22 Haziran 1919 tarihli o genelge imzalandığında ülkenin dört yanı işgal altındadır. Genelge bu durumu “Vatanın bütünlüğü milletin bağımsızlığı tehlikededir” cümlesiyle vurgular. İşgalcilere yönelik tek vurgu da budur. Asıl vurgu “İstanbul hükümetinin üzerine aldığı sorumluluğu yerine getirmediği” saptaması ve bu durumda ne yapılacağını söylemesidir.

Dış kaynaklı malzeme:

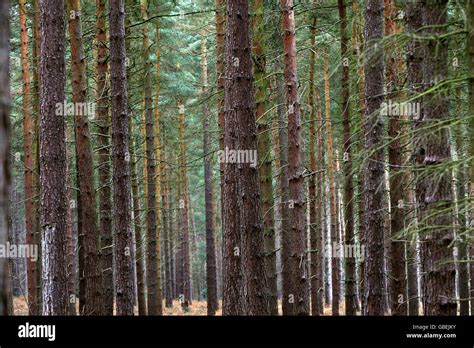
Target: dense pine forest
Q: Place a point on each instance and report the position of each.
(237, 157)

Türkiye’nin kurtuluş ve Türkiye Cumhuriyeti’nin kuruluş felsefesi tek cümleyle vurgulanmıştır genelgede. “Milletin bağımsızlığını yine milletin azim ve kararı kurtaracaktır” cümlesi Kemalizm’in beden bulmasıdır daha 1919’da. Nasıl mı? Millet geleceğine nasıl karar verecektir, yolu nedir? Yolu meclisten geçer. Meclis için seçim gerekir. Seçimin olduğu ve belli aralıklarla yinelendiği rejim cumhuriyettir. Millet egemenliğiyle yetinmeyip bir de meclisli yapı öngörülmesi halkçı, demokrat duruştur. Millet, gelecekte de varlığını sürdürebilmek için egemen kılınmıştır. Bu ise milliyetçiliktir. Genelge devrimcidir, Osmanlı anayasasını görmezden gelmiştir. Bu anayasa göre egemen Allah’ın yeryüzündeki gölgesi sultandır. Egemen padişah bu yetkisini Allah’tan alır. Oysa genelge egemen olarak milleti tanır. Egemenlik anlayışını deyim yerindeyse gökyüzünden yeryüzüne indirir. Bu da laik devlet ve toplum düzenine yapılan vurgu olur. İşte size 16 yıl sonra Kemalizm adını alacak ideolojinin ilk dört ilkesi…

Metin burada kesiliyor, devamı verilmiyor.